Nah, dengan Qris ini karena dalam prosesnya harus memiliki rekening di sebuah institusi perbankan, mau tidak mau mereka menjadi terpapar sistem keuangan, hal yang menjadi bagian dari upaya inklusi keuangan masyarakat.
Tak terbatas sampai disitu, inklusi keuangan juga terjadi di sisi lain, karena dalam setiap transaksi menggunakan Qris ini tercatat secara propered, maka pelaku usaha mikro bersangkutan berpotensi meningkatkan scoring credit-nya apabila mereka berminat untuk mengajukan kredit modal usaha demi meningkatkan size usahanya tersebut, ujungnya ekonomi masyarakat Indonesia berpeluang terus menunjukan pertumbuhan positif.
Itu lah manfaat dari keberadaan menggunakan Qris, selain untuk kemudahan, keamanan, dan efesiensi sistem pembayaran, juga sebagai bagian upaya meningkatkan inklusi keuangan di tengah warga Indonesia.

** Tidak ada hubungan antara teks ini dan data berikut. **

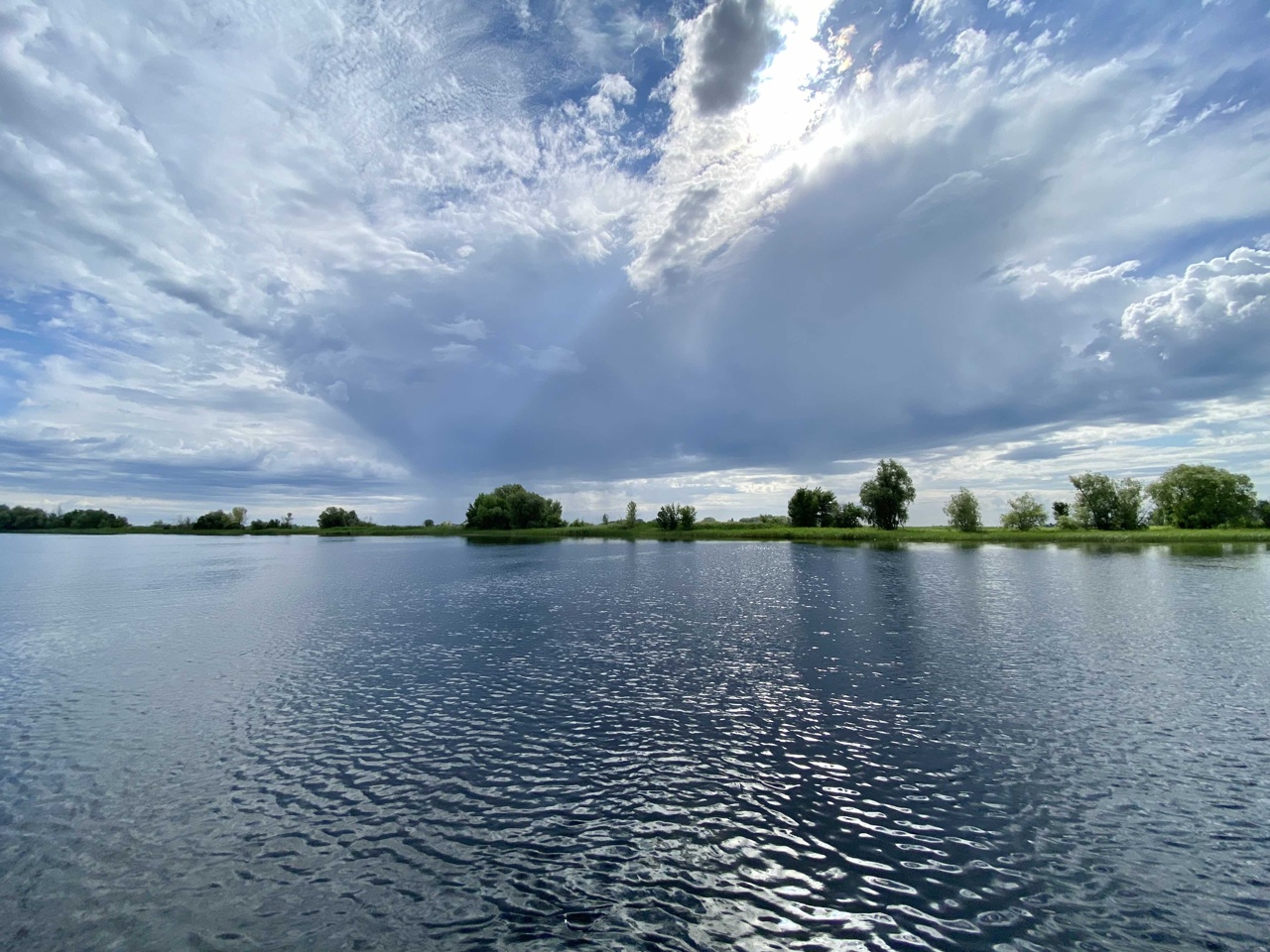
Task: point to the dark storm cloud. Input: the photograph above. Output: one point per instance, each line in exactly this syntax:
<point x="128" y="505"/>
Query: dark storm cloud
<point x="734" y="40"/>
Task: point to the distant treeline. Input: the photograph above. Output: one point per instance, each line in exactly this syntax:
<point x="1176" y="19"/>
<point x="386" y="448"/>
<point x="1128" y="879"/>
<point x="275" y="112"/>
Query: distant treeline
<point x="1188" y="497"/>
<point x="19" y="518"/>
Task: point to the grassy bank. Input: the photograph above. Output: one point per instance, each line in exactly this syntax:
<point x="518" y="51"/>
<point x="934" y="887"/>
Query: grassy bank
<point x="748" y="532"/>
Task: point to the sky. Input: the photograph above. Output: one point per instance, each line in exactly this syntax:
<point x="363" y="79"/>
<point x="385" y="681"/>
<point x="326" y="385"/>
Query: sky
<point x="388" y="254"/>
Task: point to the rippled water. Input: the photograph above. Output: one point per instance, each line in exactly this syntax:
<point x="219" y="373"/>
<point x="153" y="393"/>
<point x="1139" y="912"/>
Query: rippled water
<point x="302" y="743"/>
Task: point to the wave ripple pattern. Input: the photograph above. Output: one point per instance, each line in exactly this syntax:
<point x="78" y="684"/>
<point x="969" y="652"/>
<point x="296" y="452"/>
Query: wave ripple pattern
<point x="389" y="744"/>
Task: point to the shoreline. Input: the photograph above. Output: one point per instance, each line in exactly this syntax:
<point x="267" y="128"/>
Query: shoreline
<point x="729" y="532"/>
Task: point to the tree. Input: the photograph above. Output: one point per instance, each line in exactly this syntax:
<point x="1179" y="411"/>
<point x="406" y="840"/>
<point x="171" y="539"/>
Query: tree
<point x="86" y="520"/>
<point x="333" y="517"/>
<point x="848" y="516"/>
<point x="1262" y="513"/>
<point x="812" y="507"/>
<point x="1103" y="503"/>
<point x="512" y="507"/>
<point x="1025" y="513"/>
<point x="962" y="512"/>
<point x="1203" y="498"/>
<point x="885" y="498"/>
<point x="21" y="518"/>
<point x="217" y="520"/>
<point x="668" y="517"/>
<point x="688" y="517"/>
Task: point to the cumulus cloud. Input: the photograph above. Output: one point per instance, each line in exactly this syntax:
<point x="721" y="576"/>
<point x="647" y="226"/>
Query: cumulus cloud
<point x="728" y="42"/>
<point x="465" y="327"/>
<point x="354" y="236"/>
<point x="550" y="359"/>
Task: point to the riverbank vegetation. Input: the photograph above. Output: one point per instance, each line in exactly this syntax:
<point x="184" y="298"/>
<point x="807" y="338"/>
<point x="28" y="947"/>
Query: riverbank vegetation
<point x="1187" y="504"/>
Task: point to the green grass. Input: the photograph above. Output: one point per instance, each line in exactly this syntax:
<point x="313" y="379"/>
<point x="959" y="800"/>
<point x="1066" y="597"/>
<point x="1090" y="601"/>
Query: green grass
<point x="753" y="534"/>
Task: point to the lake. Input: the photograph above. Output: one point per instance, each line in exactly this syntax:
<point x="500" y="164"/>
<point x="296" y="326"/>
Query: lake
<point x="434" y="744"/>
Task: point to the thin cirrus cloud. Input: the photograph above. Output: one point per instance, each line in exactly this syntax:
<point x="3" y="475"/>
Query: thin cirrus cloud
<point x="320" y="250"/>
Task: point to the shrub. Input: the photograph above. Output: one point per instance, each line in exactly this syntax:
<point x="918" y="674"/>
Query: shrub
<point x="333" y="517"/>
<point x="1203" y="498"/>
<point x="812" y="507"/>
<point x="1103" y="503"/>
<point x="848" y="516"/>
<point x="962" y="512"/>
<point x="214" y="521"/>
<point x="512" y="507"/>
<point x="1025" y="513"/>
<point x="885" y="498"/>
<point x="668" y="517"/>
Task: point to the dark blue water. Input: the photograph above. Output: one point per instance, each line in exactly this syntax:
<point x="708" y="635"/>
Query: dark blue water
<point x="426" y="744"/>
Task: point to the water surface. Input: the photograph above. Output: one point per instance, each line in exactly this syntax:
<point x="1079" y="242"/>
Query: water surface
<point x="375" y="743"/>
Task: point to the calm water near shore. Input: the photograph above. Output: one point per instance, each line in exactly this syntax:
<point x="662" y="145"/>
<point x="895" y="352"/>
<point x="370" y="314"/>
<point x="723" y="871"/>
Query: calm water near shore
<point x="434" y="744"/>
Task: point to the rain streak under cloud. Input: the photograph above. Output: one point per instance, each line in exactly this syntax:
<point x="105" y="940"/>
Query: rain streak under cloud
<point x="390" y="254"/>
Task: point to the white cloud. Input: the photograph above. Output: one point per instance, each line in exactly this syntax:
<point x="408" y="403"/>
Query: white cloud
<point x="465" y="327"/>
<point x="454" y="353"/>
<point x="1211" y="298"/>
<point x="550" y="359"/>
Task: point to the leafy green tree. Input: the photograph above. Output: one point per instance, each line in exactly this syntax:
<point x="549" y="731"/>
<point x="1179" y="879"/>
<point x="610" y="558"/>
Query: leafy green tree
<point x="334" y="517"/>
<point x="1262" y="513"/>
<point x="848" y="516"/>
<point x="22" y="518"/>
<point x="887" y="497"/>
<point x="1025" y="513"/>
<point x="812" y="507"/>
<point x="688" y="517"/>
<point x="87" y="520"/>
<point x="1103" y="503"/>
<point x="962" y="512"/>
<point x="668" y="517"/>
<point x="1203" y="498"/>
<point x="216" y="520"/>
<point x="512" y="507"/>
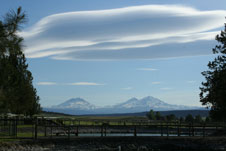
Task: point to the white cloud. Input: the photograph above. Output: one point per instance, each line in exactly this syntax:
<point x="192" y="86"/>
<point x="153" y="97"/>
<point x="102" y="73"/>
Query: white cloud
<point x="191" y="82"/>
<point x="147" y="69"/>
<point x="166" y="88"/>
<point x="85" y="84"/>
<point x="76" y="83"/>
<point x="140" y="32"/>
<point x="156" y="82"/>
<point x="128" y="88"/>
<point x="46" y="83"/>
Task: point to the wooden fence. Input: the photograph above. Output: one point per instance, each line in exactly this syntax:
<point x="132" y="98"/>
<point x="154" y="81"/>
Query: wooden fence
<point x="37" y="128"/>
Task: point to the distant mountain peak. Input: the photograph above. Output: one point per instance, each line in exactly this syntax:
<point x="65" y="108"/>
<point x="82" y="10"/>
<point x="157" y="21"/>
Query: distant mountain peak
<point x="81" y="106"/>
<point x="76" y="103"/>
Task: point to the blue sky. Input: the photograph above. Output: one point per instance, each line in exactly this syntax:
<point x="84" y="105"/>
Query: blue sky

Selain memberi manfaat-manfaat tersebut,karena dalam setiap kebijakannya BI punya kewajiban untuk menjaga stabiltas mata uang nasional Indonesia, Rupiah,demi sistem perekonomian nasional yang lebih baik, maka BI kemudian bergerak untuk mencoba menggunakan Qris, sebagai bagian dari upaya stabilitas nilai tukar rupiah.

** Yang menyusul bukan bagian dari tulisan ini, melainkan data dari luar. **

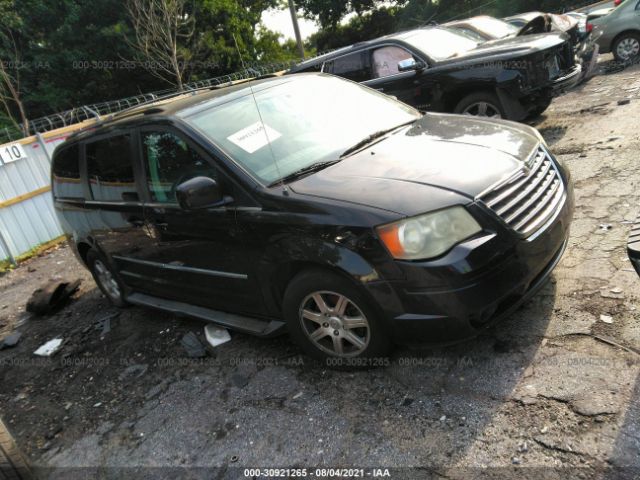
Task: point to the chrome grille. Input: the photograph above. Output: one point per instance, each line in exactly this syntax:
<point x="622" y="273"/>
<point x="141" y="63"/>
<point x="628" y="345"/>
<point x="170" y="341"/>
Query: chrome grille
<point x="528" y="200"/>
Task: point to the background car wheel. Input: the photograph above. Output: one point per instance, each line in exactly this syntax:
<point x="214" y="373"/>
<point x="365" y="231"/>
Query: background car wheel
<point x="627" y="47"/>
<point x="330" y="317"/>
<point x="106" y="279"/>
<point x="481" y="104"/>
<point x="13" y="464"/>
<point x="539" y="109"/>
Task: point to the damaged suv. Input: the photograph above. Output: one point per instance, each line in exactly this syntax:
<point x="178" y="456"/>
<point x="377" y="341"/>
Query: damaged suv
<point x="317" y="205"/>
<point x="444" y="70"/>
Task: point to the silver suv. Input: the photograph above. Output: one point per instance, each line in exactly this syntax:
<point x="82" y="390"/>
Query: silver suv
<point x="621" y="31"/>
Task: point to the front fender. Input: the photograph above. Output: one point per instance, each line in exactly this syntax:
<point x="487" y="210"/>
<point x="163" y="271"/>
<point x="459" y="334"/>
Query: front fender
<point x="284" y="259"/>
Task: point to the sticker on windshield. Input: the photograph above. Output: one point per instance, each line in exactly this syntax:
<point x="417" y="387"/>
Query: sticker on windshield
<point x="254" y="137"/>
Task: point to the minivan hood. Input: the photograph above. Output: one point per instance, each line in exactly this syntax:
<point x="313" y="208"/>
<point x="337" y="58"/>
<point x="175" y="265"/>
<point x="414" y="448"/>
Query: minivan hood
<point x="448" y="159"/>
<point x="511" y="46"/>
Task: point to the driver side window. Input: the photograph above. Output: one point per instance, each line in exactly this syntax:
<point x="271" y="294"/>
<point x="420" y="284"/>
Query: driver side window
<point x="386" y="59"/>
<point x="170" y="161"/>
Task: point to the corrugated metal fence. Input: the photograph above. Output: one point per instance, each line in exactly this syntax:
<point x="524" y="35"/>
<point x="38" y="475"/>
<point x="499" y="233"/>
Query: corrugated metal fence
<point x="27" y="218"/>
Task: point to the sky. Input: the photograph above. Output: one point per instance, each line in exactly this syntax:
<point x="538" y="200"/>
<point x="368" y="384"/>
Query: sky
<point x="280" y="21"/>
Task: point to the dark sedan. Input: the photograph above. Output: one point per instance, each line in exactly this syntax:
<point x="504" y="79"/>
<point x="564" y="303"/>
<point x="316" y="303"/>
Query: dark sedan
<point x="312" y="203"/>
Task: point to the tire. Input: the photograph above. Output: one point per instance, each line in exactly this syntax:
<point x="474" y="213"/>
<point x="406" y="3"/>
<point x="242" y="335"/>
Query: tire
<point x="13" y="465"/>
<point x="539" y="109"/>
<point x="481" y="104"/>
<point x="343" y="300"/>
<point x="626" y="48"/>
<point x="106" y="279"/>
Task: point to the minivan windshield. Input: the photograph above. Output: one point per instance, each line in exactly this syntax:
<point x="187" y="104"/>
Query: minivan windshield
<point x="440" y="43"/>
<point x="305" y="121"/>
<point x="493" y="27"/>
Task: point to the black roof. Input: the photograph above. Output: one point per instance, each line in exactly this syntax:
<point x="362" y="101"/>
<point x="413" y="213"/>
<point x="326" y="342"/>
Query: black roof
<point x="400" y="36"/>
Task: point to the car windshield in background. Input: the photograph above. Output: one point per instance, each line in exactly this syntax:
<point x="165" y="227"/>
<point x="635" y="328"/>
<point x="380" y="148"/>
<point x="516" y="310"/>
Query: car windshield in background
<point x="494" y="27"/>
<point x="305" y="122"/>
<point x="441" y="43"/>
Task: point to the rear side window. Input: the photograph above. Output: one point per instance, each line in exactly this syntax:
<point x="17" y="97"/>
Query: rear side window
<point x="169" y="162"/>
<point x="110" y="169"/>
<point x="66" y="173"/>
<point x="354" y="67"/>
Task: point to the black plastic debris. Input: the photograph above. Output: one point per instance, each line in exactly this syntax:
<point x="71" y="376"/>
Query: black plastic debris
<point x="10" y="340"/>
<point x="51" y="297"/>
<point x="192" y="346"/>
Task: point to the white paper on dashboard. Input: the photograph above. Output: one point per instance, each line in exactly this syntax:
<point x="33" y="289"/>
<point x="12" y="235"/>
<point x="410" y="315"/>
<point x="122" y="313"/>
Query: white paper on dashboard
<point x="254" y="137"/>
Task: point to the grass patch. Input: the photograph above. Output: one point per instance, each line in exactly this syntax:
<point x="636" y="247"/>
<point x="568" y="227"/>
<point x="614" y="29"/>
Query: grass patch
<point x="6" y="266"/>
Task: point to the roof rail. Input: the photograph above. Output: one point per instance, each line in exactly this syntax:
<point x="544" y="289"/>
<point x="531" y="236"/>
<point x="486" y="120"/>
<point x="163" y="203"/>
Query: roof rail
<point x="99" y="110"/>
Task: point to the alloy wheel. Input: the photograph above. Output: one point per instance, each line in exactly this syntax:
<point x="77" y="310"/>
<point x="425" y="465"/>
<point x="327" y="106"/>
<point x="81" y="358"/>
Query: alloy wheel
<point x="106" y="279"/>
<point x="482" y="109"/>
<point x="334" y="324"/>
<point x="628" y="48"/>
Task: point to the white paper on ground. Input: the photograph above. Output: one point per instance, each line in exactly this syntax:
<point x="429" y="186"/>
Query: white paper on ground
<point x="49" y="348"/>
<point x="254" y="137"/>
<point x="216" y="335"/>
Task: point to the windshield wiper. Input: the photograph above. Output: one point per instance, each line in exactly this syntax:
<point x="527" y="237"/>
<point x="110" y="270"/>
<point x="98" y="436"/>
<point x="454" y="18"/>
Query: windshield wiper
<point x="369" y="139"/>
<point x="308" y="170"/>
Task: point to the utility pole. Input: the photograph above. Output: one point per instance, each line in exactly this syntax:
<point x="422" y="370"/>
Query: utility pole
<point x="296" y="28"/>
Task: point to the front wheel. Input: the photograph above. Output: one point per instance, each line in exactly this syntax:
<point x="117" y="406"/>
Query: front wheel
<point x="539" y="109"/>
<point x="626" y="48"/>
<point x="481" y="104"/>
<point x="330" y="317"/>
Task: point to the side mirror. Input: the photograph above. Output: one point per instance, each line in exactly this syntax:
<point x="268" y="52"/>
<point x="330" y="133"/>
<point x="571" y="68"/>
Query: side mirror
<point x="410" y="64"/>
<point x="200" y="192"/>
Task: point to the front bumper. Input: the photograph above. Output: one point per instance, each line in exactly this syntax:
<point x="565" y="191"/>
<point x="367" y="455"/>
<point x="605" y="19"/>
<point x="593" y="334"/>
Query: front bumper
<point x="567" y="81"/>
<point x="475" y="285"/>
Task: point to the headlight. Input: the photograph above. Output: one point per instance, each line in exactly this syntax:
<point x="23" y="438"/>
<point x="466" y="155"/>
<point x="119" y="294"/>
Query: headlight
<point x="540" y="137"/>
<point x="428" y="235"/>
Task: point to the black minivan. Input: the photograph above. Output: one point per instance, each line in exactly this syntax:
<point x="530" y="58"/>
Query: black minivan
<point x="314" y="204"/>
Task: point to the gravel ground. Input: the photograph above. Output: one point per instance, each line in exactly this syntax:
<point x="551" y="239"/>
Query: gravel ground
<point x="551" y="392"/>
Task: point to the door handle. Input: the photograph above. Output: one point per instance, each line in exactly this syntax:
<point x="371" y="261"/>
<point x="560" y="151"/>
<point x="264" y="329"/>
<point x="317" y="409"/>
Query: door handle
<point x="161" y="223"/>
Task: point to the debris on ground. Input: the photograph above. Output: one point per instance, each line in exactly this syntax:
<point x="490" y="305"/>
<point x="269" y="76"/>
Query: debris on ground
<point x="49" y="348"/>
<point x="10" y="340"/>
<point x="104" y="324"/>
<point x="606" y="318"/>
<point x="239" y="381"/>
<point x="216" y="335"/>
<point x="192" y="346"/>
<point x="51" y="297"/>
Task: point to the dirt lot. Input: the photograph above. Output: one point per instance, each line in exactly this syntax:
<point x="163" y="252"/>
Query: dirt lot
<point x="547" y="393"/>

Salah satu upaya untuk itu, BI kemudian berusaha mendekati negara-negara di ASEAN agar dapat menggunakan teknologi digital dalam sistem pembayaran di Kawasan Asia Tenggara sebagai bagian dari stabiltas mata uang di negara-negara kawasan Asean.
Qris ini lah yang kemudian disorongkan BI sebagai salah satu tool untuk menstabilkan nilai tukar mata uang negara-negara Asean dengan pendekatan local currency settlement (LCS).
Semua pihak yang terlibat dalam perundingan LCS ini,, sampai dengan saat ini masih mengesampingkan kemungkinan mata uang tunggal seperti Euro di Uni-Eropa, karena disparitas size ekonomi dan pendapatan per kapita masing-masing negara, sehingga perhitungan dalam pembentukan mata uang tunggal menjadi sulit.
Inti dari LCS ini kurang lebih adalah dalam setiap transaksi personal dan perdagangan negara-negara Asean menggunakan mata uang lokal masing-masing negara, Rupiah indonesia, Ringgit Malaysia, Dollar Singapura, Baht Thailand, Peso Filipina dan berbagai mata uang negara Asean lain, tanpa menggunakan Dollar Amerika Serikat seperti yang selama ini berangsung.
Makanya, banyak pihak menyebut bahwa LCS tersebut bagian dari de-Dolarisasi, gerakan yang sekarang tengah ramai menjadi bahan perbincangan di dunia keuangan global.
Terlepas dari isu de-Dolarisasi tersebut, dalam konteks LCS semua hal yang berkaitan dalam lingkup sebuah kerjasama apapun bidangnya selalu bersifat resiprokal, apalagi dalam kaitannya dengan sektor ekonomi, ujungnya diharapkan selalu win-win solution.
Hingga saat ini, telah ada lima negara Asean yang sudah bersepakat dalam konsep local currency settlement untuk menjalin kerjasama ASEAN payment connectivity, negara tersebut adalah Indonesia, Thailand, Malaysia, Filipina, dan Singapura.